Ottawa has had 21 years, since the Supreme Court of Canada’s Marshall decisions in late 1999, to negotiate moderate livelihood fishery agreements with First Nations. But here we are, in 2020, with no such deals having yet been struck with a number of Nova Scotia Mi’kmaw bands, including the Sipekne’katik.

No one should fault the Aboriginal side for being fed up with waiting and instead going ahead and setting up their own moderate livelihood fisheries management plans.

Commercial lobster fishers also have good reason to be fed up with Ottawa. They’re frustrated, they say, that longstanding complaints about illegal lobster catches and sales have largely gone unpunished by the Department of Fisheries and Oceans. The alleged culprits are unproven, though there are plenty of accusations.

When Sipekne’katik fishers started dropping lobster traps out of season in mid-September, the commercial side decided to take matters into their own hands.

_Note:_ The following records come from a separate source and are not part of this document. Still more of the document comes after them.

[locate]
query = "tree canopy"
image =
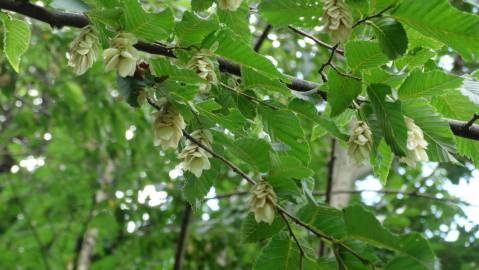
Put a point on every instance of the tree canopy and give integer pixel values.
(238, 134)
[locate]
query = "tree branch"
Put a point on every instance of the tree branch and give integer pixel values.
(413, 193)
(60, 19)
(301, 251)
(35, 234)
(279, 208)
(262, 38)
(181, 242)
(316, 40)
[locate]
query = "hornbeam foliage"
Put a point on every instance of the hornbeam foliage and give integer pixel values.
(272, 96)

Regardless of rationale, however, there’s simply no justification for vigilantism. The violence, threats and provocations — including reports of flares being shot at people, attempted boat rammings, trap lines being cut and wharfside physical altercations — must end before someone gets seriously hurt.

The priority — besides ensuring everyone’s rights are being respected — should be conservation. No one wants to see the stock decimated. But it’s hard to take seriously that a Mi’kmaw moderate livelihood lobster fishery that permits a total of 350 traps in St. Marys Bay at this time of year is somehow a menace to sustainability, especially when there are more than 1,000 commercial lobster licences in the area, each allowed up to 400 traps when the season opens in November.

If a native band and DFO cannot come to an agreement about what a moderate livelihood fishery would look like, the issue may conceivably end up back in the courts. But the Supreme Court urged this issue be negotiated, not litigated.

Ottawa should quit dawdling until tensions blow the lid off of situations — creating dangerous conditions and setting back reconciliation efforts between Aboriginals and non-Aboriginals — and get serious about concluding moderate livelihood fisheries deals with First Nations groups that have shown commendable patience.

That includes disputes in other parts of Atlantic Canada.

The federal government should also listen to commercial fishers and beef up enforcement of illegal fishing activity occurring outside regulated seasons or specific deals with native bands.

Everyone needs to accept that the Mi’kmaq have treaty rights to a moderate livelihood fishery, and it’s the business of DFO and native bands — and no one else — to define what that looks like. With conservation explicitly the lodestar for both sides, we should all be able to live with the results.